A trial court’s ruling on a motion for continuance is reviewed for an abuse of discretion. Art. 29.06; Wright v. State, 28 S.W.3d 526, 532 (Tex.Crim.App. 2000). Further, in order to show an abuse of discretion, appellant must show that the denial of her motion resulted in actual prejudice. Id. To be entitled to such a continuance, appellant must comply with all statutory prerequisites. Gentry v. State, 770 S.W.2d 780, 786
(Tex.Crim.App. 1988) (en banc). Under art. 29.06, a motion for continuance based on an absent witness must state (1) the name of the witness and his residence, (2) the diligence 4
used to procure his attendance, (3) the facts expected to be proven by the witness such that it appears to the court that the witness is material, (4) that the witness’s absence is not the result of appellant’s action, (5) that motion is not for delay, and (6) that there is no reasonable expectation that attendance of the witness can be secured for the present trial setting.

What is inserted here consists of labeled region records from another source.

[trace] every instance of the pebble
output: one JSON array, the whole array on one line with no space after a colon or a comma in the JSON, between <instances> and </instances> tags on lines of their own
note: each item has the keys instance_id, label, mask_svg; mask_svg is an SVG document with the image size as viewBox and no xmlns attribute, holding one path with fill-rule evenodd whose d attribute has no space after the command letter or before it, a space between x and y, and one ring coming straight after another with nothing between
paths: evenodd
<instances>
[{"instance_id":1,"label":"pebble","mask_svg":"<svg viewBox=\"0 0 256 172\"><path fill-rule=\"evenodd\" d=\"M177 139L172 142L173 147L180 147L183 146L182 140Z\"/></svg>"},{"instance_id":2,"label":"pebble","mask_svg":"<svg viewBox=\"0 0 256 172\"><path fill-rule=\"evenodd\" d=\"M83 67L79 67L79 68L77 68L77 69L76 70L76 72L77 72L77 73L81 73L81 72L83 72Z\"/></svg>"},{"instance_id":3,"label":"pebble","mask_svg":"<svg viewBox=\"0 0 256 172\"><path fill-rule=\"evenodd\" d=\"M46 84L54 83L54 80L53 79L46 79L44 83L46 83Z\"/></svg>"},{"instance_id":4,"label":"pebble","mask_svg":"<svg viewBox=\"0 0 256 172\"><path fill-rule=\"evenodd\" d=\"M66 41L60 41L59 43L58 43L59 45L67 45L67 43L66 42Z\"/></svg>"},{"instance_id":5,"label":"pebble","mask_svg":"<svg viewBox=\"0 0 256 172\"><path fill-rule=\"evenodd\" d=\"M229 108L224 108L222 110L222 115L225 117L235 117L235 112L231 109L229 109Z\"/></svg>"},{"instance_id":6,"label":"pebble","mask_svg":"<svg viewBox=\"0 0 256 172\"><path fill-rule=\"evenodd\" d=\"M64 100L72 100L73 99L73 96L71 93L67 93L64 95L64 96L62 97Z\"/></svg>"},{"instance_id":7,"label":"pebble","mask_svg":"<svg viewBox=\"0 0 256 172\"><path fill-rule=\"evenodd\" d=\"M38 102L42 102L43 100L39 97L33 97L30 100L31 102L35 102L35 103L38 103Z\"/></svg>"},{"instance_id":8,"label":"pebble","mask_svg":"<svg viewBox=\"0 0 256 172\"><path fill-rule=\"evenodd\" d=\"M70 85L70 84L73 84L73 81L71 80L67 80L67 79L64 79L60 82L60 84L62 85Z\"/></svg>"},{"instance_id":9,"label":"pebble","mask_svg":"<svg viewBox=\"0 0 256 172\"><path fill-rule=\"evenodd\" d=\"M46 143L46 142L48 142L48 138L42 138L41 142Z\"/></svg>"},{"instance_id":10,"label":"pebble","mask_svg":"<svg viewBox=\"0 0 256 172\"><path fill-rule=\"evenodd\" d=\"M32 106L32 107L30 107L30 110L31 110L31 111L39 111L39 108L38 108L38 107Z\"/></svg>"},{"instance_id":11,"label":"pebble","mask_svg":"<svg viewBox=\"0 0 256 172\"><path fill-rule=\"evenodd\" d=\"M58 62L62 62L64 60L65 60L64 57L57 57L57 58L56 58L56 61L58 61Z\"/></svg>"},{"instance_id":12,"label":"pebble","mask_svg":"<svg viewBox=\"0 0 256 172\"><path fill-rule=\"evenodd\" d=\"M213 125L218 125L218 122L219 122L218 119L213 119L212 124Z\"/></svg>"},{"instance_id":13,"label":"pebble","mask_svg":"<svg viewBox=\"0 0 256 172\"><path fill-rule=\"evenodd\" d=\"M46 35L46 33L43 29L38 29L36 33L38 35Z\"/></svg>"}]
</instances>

Further, such a motion for continuance must be in writing, see art. 29.03, and sworn to by a person having personal knowledge of the facts relied on for the continuance, see art. 29.08. Appellant’s first motion for continuance failed to state (1) name and address of the witness, (2) the diligence used to procure his attendance, (3) the facts expected to be proven by the witness, and (4) that the witness’s absence was not the result of appellant’s action.2 Although appellant makes the conclusory statement that the witness is material, appellant’s motion does not reflect what the absent witness would have testified to. Gentry, 770 S.W.2d at 786. Additionally, the first motion for continuance was not verified as required by art 29.08. Since appellant failed to comply with the statutory requirements necessary for a motion for continuance, we conclude that the trial court did not err in denying appellant’s requested continuance. We overrule appellant’s second issue.
Appellant filed a second motion for continuance entitled “First Amended Motion for Continuance.” The trial court addressed both motions separately, and overruled both motions. This second motion was filed after trial had commenced and would be subject to additional requirements, see art. 29.13. However, this First Amended Motion for Continuance also fails to comply with statutory prerequisites. 5
Having overruled appellant’s issues, we affirm.